Get started with Amazon Athena

Photo by Hert Niks on Unsplash

Get started with Amazon Athena

Amazon Athena is an interactive query service that makes it easy to analyze petabytes of data directly in Amazon Simple Storage Service (Amazon S3), on-premises data sources or other cloud systems using SQL or Python. Athena is built on open-source Trino and Presto engines and Apache Spark frameworks, with no provisioning or configuration effort required.

Here are key features and aspects of Amazon Athena:

  1. Serverless: Athena is serverless, meaning there's no infrastructure to manage. You don't need to set up or manage any servers or data warehouses. This makes it easy to start using and scale without the need for significant administration. At the same time, Athena scales automatically—running queries in parallel—so results are fast, even with large datasets and complex queries.

  2. SQL-Based: Athena allows you to use standard SQL to query your data. This is advantageous because SQL is a widely known and used query language, making it accessible to a broad range of users with varying technical backgrounds.
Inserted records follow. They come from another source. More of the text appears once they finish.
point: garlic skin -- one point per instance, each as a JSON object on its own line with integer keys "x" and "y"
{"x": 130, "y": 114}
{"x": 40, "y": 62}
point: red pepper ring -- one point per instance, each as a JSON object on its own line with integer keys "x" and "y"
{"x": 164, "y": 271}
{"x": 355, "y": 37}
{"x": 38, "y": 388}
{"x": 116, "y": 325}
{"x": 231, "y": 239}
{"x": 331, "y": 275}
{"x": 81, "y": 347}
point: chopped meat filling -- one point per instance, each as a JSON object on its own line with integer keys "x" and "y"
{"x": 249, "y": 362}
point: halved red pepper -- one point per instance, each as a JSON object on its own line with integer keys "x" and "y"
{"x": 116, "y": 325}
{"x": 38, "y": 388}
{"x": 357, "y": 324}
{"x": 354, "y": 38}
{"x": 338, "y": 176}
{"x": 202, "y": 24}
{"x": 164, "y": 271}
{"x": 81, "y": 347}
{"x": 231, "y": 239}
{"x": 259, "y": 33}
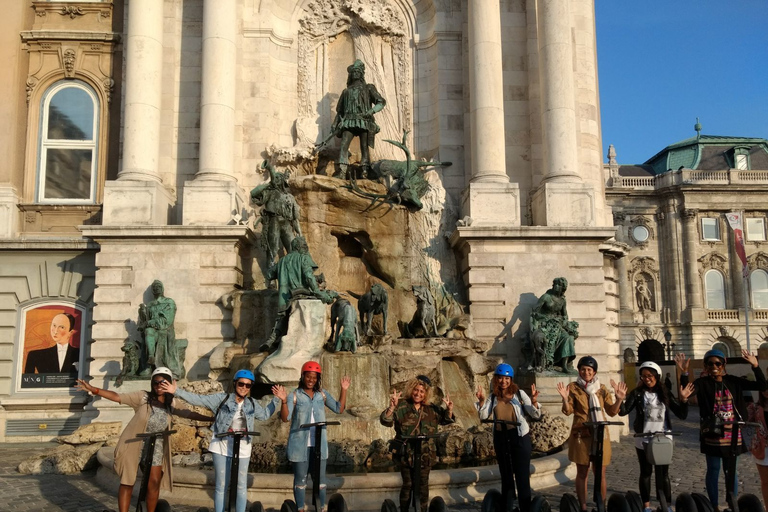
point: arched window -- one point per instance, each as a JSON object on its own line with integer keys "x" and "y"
{"x": 715, "y": 286}
{"x": 68, "y": 145}
{"x": 758, "y": 282}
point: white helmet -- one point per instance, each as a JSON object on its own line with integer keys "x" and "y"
{"x": 652, "y": 366}
{"x": 162, "y": 370}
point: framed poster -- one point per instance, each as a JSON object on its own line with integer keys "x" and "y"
{"x": 51, "y": 335}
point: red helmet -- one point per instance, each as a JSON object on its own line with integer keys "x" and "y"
{"x": 311, "y": 366}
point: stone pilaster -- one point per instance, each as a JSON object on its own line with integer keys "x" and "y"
{"x": 138, "y": 196}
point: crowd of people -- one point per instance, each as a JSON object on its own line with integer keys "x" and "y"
{"x": 720, "y": 399}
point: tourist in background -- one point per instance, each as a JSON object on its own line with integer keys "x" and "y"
{"x": 152, "y": 413}
{"x": 588, "y": 400}
{"x": 233, "y": 412}
{"x": 307, "y": 404}
{"x": 508, "y": 402}
{"x": 652, "y": 404}
{"x": 721, "y": 400}
{"x": 413, "y": 416}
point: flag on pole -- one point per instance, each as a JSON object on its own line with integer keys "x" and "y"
{"x": 736, "y": 222}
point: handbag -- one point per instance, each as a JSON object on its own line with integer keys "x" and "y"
{"x": 713, "y": 427}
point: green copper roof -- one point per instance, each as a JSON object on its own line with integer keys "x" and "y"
{"x": 687, "y": 153}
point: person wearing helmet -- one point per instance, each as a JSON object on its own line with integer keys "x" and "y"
{"x": 233, "y": 411}
{"x": 721, "y": 397}
{"x": 306, "y": 404}
{"x": 152, "y": 413}
{"x": 415, "y": 416}
{"x": 588, "y": 400}
{"x": 652, "y": 403}
{"x": 509, "y": 402}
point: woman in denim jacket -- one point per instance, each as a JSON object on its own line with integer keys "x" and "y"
{"x": 308, "y": 402}
{"x": 234, "y": 411}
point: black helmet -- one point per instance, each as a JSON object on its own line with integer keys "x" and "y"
{"x": 588, "y": 361}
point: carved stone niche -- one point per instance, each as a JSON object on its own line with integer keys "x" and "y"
{"x": 713, "y": 260}
{"x": 332, "y": 34}
{"x": 641, "y": 231}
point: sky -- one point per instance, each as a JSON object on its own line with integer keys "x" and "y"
{"x": 663, "y": 63}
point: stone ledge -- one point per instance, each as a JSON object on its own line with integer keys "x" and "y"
{"x": 361, "y": 491}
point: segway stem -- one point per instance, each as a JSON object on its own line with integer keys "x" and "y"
{"x": 148, "y": 455}
{"x": 234, "y": 467}
{"x": 319, "y": 426}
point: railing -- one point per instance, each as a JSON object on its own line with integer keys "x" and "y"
{"x": 723, "y": 314}
{"x": 690, "y": 177}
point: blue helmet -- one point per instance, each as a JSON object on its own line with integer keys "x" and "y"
{"x": 244, "y": 374}
{"x": 714, "y": 353}
{"x": 504, "y": 370}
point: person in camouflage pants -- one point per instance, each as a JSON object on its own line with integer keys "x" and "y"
{"x": 415, "y": 416}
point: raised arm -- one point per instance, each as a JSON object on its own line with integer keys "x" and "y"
{"x": 81, "y": 385}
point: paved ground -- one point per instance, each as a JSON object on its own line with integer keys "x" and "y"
{"x": 80, "y": 493}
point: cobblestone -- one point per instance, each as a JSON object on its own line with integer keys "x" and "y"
{"x": 80, "y": 493}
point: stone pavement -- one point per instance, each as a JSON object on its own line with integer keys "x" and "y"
{"x": 80, "y": 493}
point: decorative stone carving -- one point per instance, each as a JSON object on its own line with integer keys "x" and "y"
{"x": 68, "y": 57}
{"x": 71, "y": 11}
{"x": 713, "y": 260}
{"x": 757, "y": 261}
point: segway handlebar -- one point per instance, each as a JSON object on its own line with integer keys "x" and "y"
{"x": 503, "y": 422}
{"x": 320, "y": 424}
{"x": 235, "y": 433}
{"x": 598, "y": 423}
{"x": 658, "y": 433}
{"x": 163, "y": 433}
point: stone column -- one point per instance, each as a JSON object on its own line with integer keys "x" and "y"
{"x": 490, "y": 198}
{"x": 692, "y": 277}
{"x": 138, "y": 197}
{"x": 562, "y": 199}
{"x": 214, "y": 195}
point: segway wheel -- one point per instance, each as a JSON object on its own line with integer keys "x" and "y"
{"x": 702, "y": 502}
{"x": 685, "y": 503}
{"x": 492, "y": 502}
{"x": 750, "y": 503}
{"x": 337, "y": 503}
{"x": 634, "y": 500}
{"x": 569, "y": 503}
{"x": 540, "y": 504}
{"x": 617, "y": 503}
{"x": 388, "y": 506}
{"x": 289, "y": 506}
{"x": 163, "y": 506}
{"x": 437, "y": 504}
{"x": 256, "y": 507}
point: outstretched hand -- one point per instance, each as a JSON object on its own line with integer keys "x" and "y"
{"x": 280, "y": 392}
{"x": 682, "y": 362}
{"x": 686, "y": 391}
{"x": 620, "y": 389}
{"x": 751, "y": 358}
{"x": 480, "y": 395}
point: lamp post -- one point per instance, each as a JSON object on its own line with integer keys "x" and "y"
{"x": 670, "y": 347}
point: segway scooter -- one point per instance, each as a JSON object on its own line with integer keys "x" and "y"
{"x": 494, "y": 500}
{"x": 234, "y": 472}
{"x": 436, "y": 504}
{"x": 659, "y": 453}
{"x": 148, "y": 452}
{"x": 336, "y": 502}
{"x": 616, "y": 502}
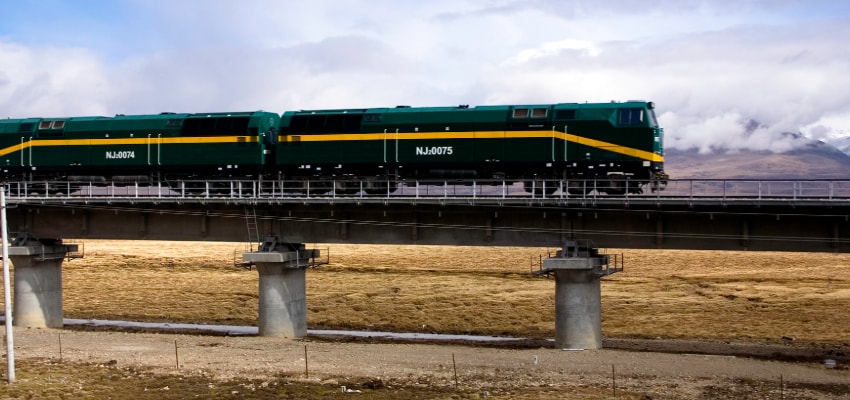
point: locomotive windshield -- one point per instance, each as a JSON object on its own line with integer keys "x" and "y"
{"x": 653, "y": 122}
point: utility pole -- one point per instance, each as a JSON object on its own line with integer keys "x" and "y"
{"x": 7, "y": 292}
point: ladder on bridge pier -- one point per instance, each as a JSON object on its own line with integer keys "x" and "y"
{"x": 253, "y": 229}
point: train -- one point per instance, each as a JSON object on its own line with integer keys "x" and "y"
{"x": 618, "y": 146}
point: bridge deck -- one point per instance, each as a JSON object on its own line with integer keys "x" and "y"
{"x": 688, "y": 192}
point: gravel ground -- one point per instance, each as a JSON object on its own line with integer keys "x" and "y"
{"x": 634, "y": 366}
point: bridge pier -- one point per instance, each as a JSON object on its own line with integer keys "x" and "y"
{"x": 578, "y": 296}
{"x": 38, "y": 281}
{"x": 282, "y": 287}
  3. Direct Analysis of Data in S3: Athena helps you analyze unstructured, semi-structured, and structured data stored in Amazon S3. You can run queries against data in S3 without needing to import it into a separate database or storage system.
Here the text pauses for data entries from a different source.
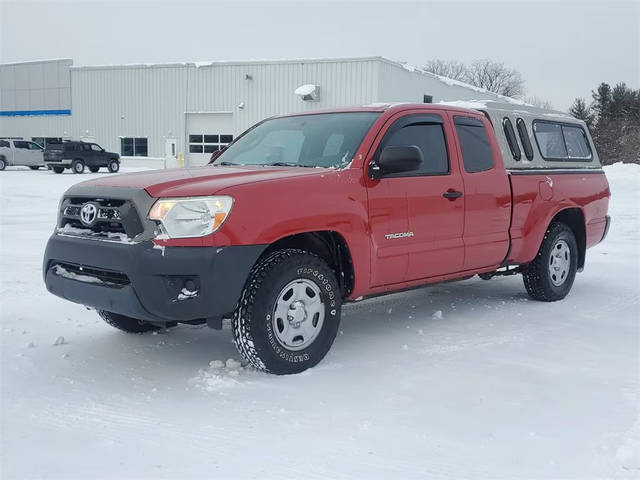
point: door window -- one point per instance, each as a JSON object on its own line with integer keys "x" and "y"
{"x": 427, "y": 133}
{"x": 477, "y": 155}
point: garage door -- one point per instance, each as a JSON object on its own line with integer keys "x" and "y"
{"x": 207, "y": 133}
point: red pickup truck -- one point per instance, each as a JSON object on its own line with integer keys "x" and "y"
{"x": 305, "y": 212}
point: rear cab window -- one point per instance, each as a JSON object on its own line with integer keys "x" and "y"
{"x": 524, "y": 138}
{"x": 561, "y": 141}
{"x": 511, "y": 139}
{"x": 477, "y": 155}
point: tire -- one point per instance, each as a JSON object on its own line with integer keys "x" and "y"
{"x": 127, "y": 324}
{"x": 77, "y": 166}
{"x": 303, "y": 337}
{"x": 549, "y": 277}
{"x": 113, "y": 166}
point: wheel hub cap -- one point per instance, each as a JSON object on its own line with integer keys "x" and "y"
{"x": 298, "y": 314}
{"x": 559, "y": 263}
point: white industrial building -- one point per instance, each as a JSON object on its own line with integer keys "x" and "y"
{"x": 157, "y": 110}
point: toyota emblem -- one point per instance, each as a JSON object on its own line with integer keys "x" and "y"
{"x": 88, "y": 213}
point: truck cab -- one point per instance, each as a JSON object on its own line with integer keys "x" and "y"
{"x": 80, "y": 155}
{"x": 305, "y": 212}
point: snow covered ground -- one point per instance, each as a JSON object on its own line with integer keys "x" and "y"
{"x": 463, "y": 380}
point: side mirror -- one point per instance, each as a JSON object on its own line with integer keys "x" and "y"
{"x": 397, "y": 160}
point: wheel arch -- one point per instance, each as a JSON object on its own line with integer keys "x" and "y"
{"x": 574, "y": 218}
{"x": 329, "y": 245}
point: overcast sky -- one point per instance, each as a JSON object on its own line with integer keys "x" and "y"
{"x": 563, "y": 48}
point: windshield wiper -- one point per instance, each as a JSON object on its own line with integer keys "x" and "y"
{"x": 281, "y": 164}
{"x": 287, "y": 164}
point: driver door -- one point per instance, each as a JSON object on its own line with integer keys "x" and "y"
{"x": 417, "y": 217}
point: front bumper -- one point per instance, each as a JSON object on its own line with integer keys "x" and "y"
{"x": 149, "y": 281}
{"x": 58, "y": 163}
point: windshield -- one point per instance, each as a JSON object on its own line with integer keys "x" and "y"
{"x": 323, "y": 140}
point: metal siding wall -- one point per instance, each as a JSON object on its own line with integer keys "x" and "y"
{"x": 35, "y": 85}
{"x": 35, "y": 126}
{"x": 154, "y": 99}
{"x": 151, "y": 100}
{"x": 271, "y": 89}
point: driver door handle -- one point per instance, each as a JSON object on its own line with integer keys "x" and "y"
{"x": 452, "y": 194}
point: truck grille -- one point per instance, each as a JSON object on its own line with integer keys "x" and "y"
{"x": 109, "y": 219}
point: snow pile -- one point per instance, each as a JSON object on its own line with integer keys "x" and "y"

  4. Pay-Per-Query Pricing Model: Athena uses a pay-per-query pricing model, where you are charged based on the amount of data scanned by each query. This can be cost-effective, especially for sporadic or unpredictable query workloads.

  5. Integration with Other AWS Services: Athena integrates seamlessly with other AWS services. For example, you can use it alongside AWS Glue for data catalog services, or you can visualize your data with Amazon QuickSight.

  6. Supports Various Data Formats: It supports multiple data formats, including JSON, CSV, Avro, Apache ORC, and Parquet. This flexibility allows you to work with the data in its native format without needing complex transformations.

  7. Use Cases: Common use cases for Athena include log analysis (VPC Flow logs, ELB logs, CloudTrail logs), data preparation for ML models, multicloud analytics, data exploration, ad hoc querying, and complex data processing and analysis tasks that are typical in big data environments.

Amazon Athena is a powerful tool for organizations looking to analyze large datasets stored in Amazon S3 using familiar SQL queries, with the added benefits of serverless architecture and integration with the AWS ecosystem.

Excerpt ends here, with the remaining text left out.